On ** when i comment on peoples status' and activity etc it doesnt show my name, just ******** user. I havent touched any of my setings unless accidently without realising

Does anyone know how to fix please?

xx

EDIT: have asked this on my status and it disappeared   and now wont let me ask it, but has let me write something else


----------



## ❣Audrey (Aug 22, 2008)

Very weird! I know sometimes in my friends it shows a ******** user and I wonder who it is! xxx


----------



## Caz (Jul 21, 2002)

There's one person who comes up and ******** user on my status a lot. It's only started happening since **  changed their privacy settings/policy so might be related to that. Probably worth going through oyurs and seeing if it's all set how you want it. 
Other than that I think it's just one of those lovely ** "features" 

C~x


----------



## Siobhan1 (Jun 24, 2004)

If you haven't checked your privacy settings lately I would definitely look there as ** changed them so everyone could see most things...I was recently able to look at photos of complete strangers (ie, friends of friends) just by clicking on their name.


----------



## ❣Audrey (Aug 22, 2008)

Grrr it annoyed me when they did this as my brother was able to access pictures of his children I had put in an album for their mum and kept making them his profile picture -  he isn't on my friends and I only had them set to friends so just she could see them - long story short he is a drug addict and alcoholic and gave up his rights to his children 18 months ago when he chose drugs over them - so I complained to ********! xxx


----------



## dakota (Feb 6, 2007)

Have checked all my settings, and they are all set to only friends.

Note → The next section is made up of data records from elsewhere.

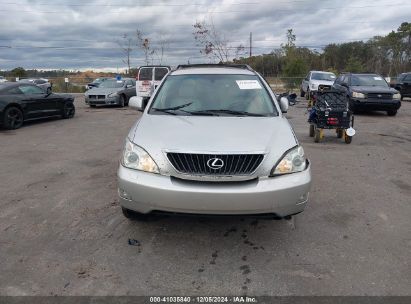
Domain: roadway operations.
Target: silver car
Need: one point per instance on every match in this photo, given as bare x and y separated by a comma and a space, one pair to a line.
111, 92
42, 83
213, 140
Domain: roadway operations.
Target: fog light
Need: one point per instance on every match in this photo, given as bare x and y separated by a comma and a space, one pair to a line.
303, 198
124, 194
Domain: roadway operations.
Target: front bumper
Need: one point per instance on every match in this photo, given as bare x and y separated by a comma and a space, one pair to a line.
106, 101
375, 104
281, 195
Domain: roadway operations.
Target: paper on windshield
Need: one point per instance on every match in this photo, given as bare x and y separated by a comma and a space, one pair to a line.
248, 84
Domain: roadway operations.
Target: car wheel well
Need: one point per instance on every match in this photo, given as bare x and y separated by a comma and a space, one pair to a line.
14, 105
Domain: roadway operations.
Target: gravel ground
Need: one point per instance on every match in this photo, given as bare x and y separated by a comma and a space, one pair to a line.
62, 231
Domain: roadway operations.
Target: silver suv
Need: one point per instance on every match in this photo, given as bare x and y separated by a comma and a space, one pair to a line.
213, 140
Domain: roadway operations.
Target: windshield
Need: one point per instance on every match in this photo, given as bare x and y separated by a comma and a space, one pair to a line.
368, 80
323, 76
217, 95
111, 84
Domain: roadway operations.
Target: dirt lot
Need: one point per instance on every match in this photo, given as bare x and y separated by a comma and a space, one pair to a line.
62, 231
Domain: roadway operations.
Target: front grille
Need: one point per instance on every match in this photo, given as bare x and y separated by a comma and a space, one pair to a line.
215, 164
379, 95
97, 96
323, 87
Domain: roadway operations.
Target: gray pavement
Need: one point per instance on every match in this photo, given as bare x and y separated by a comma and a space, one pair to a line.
62, 231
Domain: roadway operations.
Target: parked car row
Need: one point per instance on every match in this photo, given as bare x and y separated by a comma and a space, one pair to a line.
365, 91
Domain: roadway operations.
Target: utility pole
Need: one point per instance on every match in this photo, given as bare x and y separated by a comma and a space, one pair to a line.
251, 43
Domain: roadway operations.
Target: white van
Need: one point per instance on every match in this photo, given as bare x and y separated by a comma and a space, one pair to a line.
148, 78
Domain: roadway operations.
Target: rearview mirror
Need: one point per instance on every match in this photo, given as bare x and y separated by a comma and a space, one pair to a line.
136, 103
284, 104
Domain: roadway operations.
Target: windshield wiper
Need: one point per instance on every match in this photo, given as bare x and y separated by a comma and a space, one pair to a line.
226, 111
167, 110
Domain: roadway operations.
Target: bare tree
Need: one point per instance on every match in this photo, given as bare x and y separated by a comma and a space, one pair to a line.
213, 43
126, 45
144, 43
163, 47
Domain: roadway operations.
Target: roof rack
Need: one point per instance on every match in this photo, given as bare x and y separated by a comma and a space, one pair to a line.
211, 65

After speaking  to different friends, it seems its not everyone, only a few different people so im wondering wether its there settings?

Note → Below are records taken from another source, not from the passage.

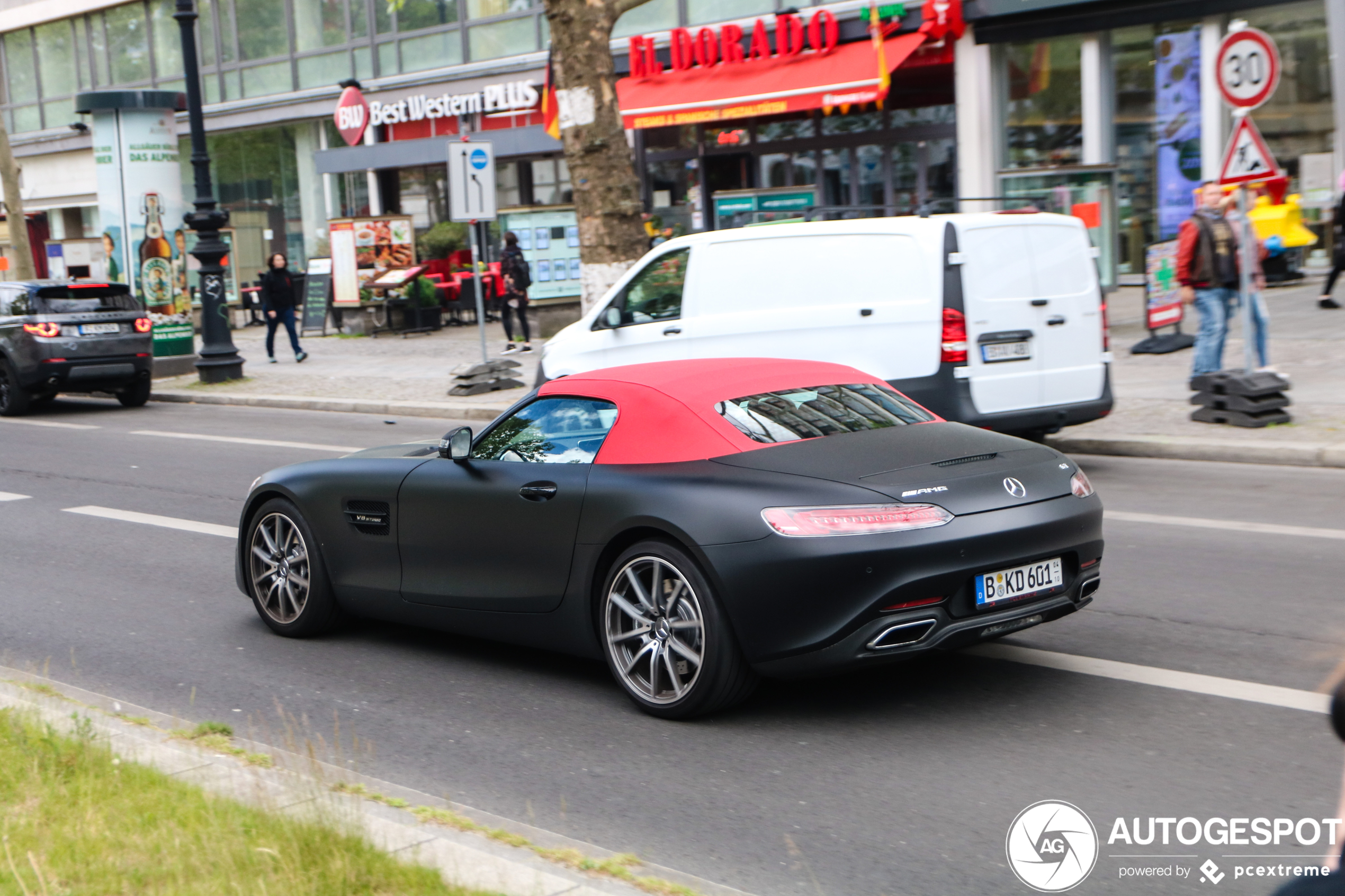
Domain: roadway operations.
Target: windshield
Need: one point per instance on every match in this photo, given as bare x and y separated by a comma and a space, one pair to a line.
83, 300
820, 410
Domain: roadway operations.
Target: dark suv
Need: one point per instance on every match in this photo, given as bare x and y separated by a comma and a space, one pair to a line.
60, 336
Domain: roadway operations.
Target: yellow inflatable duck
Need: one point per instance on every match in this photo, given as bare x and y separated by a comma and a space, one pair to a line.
1284, 221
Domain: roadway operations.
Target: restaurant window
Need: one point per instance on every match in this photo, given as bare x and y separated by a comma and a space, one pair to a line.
1044, 109
506, 38
262, 29
320, 23
656, 15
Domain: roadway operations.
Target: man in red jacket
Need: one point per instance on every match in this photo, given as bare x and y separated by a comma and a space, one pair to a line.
1208, 271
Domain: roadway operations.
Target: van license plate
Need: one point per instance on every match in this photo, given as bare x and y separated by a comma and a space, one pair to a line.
1005, 352
1019, 582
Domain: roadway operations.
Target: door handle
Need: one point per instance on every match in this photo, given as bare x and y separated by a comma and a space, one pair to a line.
539, 492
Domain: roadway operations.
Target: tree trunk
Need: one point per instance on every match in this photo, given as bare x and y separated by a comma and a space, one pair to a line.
607, 190
23, 266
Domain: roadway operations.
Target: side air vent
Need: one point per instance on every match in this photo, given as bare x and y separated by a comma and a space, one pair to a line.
369, 518
967, 460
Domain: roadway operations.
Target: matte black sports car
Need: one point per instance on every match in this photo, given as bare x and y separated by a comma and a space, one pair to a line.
694, 523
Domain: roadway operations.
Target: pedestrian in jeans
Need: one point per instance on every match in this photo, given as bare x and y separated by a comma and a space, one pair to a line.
277, 303
1208, 271
1339, 261
517, 280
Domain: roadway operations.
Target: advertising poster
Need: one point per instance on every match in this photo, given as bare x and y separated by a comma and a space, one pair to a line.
140, 207
1177, 125
365, 250
1161, 288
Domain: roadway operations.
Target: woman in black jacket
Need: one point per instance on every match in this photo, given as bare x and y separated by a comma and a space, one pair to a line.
279, 301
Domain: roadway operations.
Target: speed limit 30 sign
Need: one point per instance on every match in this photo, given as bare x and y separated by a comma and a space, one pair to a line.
1249, 68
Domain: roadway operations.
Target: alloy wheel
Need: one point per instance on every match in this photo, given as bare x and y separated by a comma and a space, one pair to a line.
280, 567
654, 629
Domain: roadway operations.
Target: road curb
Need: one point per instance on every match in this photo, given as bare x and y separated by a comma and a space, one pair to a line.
1184, 448
443, 410
303, 786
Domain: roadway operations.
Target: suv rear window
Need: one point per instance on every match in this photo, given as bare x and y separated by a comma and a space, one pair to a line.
820, 410
83, 300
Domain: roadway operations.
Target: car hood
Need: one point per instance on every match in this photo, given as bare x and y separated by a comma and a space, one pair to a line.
961, 468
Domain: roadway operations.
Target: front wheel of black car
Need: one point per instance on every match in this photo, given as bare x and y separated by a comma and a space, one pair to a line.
136, 394
15, 401
285, 574
666, 638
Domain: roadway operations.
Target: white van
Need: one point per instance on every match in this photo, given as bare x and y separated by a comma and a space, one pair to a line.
990, 319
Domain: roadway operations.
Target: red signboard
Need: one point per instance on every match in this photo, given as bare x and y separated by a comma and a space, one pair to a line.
352, 116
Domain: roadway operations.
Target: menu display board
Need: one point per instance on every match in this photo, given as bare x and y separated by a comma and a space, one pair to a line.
365, 250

Oh well still non the wiser


----------



## freespirit. (Nov 24, 2004)

How do you know if someone has set their settings to only show you a limited profile ?
Does it say somewhere ? What wouldn't you see if this was the case ? Anyone know ?


----------



## freespirit. (Nov 24, 2004)

Ahh come on someone must be able to answer my question


----------



## dakota (Feb 6, 2007)

I have clicked on afriends profile and it comes up like it does when u add them (ie just a few certain bits of info) so cant view there wall, photos, basically anything  

Also my brother has his profile set so no one can write on his wall, or tag him in photos


----------